The 12th Annual Demographia International Housing Affordability Survey covers 367 metropolitan markets in nine countries (Australia, Canada, China, Ireland, Japan, New Zealand, Singapore, the United Kingdom and the United States). A total of 87 major metropolitan markets — with more than 1,000,000 population — are included, including five megacities (Tokyo-Yokohama, New York, Osaka-Kobe-Kyoto, Los Angeles, and London).

The survey, which is produced by Wendell Cox of Demographia, a US firm, and Hugh Pavletich of Performance Urban Planning, a New Zealand firm. … read more via hyperlink above …

“There’s no bubble, but housing crisis will take take time to fix” – [Dan O’Brien – Sunday Independent; 31st January 2016. Sunday Property Supplement, p4]

Dan, that non-existent private residential property price bubble is alive and well and …. Still inflating? Stagnating? Deflating? Hmmmm.

Time will not fix our residential property price bubble (+350% over 12 years). ‘Fixing it” requires the sort of political actions that are not characteristic of serving politicians.
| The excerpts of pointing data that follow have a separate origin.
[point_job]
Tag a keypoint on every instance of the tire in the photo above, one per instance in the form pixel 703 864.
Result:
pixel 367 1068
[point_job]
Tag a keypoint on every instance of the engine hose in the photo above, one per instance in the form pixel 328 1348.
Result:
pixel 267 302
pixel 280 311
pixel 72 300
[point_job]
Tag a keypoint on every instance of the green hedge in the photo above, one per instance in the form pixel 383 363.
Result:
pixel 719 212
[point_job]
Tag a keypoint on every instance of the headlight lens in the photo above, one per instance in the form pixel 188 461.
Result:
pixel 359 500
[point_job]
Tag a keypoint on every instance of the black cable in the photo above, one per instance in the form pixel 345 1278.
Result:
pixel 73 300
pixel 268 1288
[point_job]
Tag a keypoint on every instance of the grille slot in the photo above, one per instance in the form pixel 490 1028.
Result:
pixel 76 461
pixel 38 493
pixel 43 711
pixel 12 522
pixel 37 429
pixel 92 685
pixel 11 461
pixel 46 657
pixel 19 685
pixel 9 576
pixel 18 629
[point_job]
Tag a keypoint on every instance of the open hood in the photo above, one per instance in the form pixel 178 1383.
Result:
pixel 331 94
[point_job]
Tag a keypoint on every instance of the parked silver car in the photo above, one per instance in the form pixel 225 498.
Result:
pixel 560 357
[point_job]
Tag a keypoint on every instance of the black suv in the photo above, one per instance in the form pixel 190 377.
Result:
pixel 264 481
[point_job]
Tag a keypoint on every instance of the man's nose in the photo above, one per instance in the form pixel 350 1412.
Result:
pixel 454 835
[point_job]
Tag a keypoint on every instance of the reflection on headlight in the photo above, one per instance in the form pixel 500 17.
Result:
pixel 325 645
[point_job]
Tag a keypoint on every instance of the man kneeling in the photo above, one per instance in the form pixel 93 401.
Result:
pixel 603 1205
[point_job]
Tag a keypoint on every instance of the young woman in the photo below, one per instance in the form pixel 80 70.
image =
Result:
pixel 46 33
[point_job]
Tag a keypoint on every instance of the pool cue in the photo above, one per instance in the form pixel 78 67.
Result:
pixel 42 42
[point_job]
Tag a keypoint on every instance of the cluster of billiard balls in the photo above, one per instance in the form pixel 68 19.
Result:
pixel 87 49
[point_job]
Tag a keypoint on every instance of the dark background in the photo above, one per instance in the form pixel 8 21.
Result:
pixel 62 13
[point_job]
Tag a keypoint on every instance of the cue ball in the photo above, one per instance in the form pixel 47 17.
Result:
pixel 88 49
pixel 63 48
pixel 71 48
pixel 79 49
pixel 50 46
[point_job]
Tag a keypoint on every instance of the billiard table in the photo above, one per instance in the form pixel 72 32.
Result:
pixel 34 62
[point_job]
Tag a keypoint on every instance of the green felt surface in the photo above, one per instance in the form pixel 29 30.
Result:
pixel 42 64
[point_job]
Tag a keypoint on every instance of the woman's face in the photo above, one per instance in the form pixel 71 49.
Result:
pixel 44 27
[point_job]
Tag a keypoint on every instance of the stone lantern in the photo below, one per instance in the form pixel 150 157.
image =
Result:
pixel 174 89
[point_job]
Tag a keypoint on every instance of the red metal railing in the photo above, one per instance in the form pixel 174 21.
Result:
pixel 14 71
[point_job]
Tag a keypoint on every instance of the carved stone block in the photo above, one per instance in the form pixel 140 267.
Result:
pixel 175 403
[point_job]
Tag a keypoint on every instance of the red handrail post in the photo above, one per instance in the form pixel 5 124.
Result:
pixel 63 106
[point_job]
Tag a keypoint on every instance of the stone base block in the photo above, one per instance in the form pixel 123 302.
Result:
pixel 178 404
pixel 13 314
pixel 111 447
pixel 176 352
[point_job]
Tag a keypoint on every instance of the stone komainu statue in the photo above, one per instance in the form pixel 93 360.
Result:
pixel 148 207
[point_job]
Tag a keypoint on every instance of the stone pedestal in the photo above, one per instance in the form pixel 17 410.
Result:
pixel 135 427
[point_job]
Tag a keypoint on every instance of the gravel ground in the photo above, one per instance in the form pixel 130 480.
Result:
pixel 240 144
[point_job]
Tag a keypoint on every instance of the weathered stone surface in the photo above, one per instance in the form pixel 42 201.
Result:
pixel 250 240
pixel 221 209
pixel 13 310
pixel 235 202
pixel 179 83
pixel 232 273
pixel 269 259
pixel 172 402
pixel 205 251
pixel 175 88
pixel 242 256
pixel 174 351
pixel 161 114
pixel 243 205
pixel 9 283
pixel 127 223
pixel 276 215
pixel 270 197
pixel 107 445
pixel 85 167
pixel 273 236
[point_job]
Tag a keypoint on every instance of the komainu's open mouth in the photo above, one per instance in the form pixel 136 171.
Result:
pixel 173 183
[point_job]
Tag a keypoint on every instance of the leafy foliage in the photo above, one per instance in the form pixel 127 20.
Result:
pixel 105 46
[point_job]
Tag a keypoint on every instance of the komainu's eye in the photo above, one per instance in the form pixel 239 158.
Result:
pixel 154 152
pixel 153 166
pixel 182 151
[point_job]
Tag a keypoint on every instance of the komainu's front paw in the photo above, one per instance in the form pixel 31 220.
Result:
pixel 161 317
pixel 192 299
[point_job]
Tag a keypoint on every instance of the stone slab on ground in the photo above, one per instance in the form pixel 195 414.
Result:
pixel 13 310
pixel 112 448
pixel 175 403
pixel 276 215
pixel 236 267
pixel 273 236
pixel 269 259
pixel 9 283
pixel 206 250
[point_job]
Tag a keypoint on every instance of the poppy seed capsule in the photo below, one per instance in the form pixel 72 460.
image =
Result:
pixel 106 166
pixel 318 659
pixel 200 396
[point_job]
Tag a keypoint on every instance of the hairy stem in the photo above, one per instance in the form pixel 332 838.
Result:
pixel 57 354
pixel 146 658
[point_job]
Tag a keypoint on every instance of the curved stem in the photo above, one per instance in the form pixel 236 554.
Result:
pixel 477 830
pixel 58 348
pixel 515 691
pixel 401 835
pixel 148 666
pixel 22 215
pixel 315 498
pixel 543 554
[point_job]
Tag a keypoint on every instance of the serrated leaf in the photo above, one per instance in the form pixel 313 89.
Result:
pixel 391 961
As I wrote above, we are in a very deep excavation on this one, and the usual suspects and their useful idiots are still frantically digging deeper and deeper.

There are two charts included in Dan’s piece: the first shows a plot-line of Residential Property Prices for Dublin v Outside Dublin (2012 thru 2015). Its the Dublin one that shows the aftershock ‘bubble’ characteristics – specifically from Mar thru Dec 2013 (+18%) and again, Apr thru Sept 2014 (+ 20%). The Mar thru Dec 2015 plot (+6%) probably lies within the outer limits of measurement error.

I expect that Dublin residential property prices may be further ‘juiced’ from Mar thru September of this year, but then what? A residential property bubble typically takes longer to ‘deflate’ than it takes to ‘inflate’. So, are we looking at post 2020 for a ‘normalization’? Is this even possible?

The second chart shows Monthly Mortgage Approvals, and it would appear that 2014 and 2015 show no overall, statistically significant increase. If 2016 shows a similar level of approvals, then it might be argued that the ‘market’ may have plateaued-out. But will it revert to mean? And crucially, how? We’ll just have to wait this one out.

One significant statistic in the article, attributed to Ronan Lyons is the +300% increase in overall construction costs from 1997, whilst labour and material costs rose by 70%. Anyone like to hazard some guesses about this significant difference in cost increases? – 230% is a sizable gap to fill-in. And perhaps someone could remind us of the corresponding increase in the Irish median (personal or household) disposable income from 1997 to date. 70% also?

Macro prudential is a noble idea but the Fed is anything but prudential, blowing the biggest bubble in the history of Finance.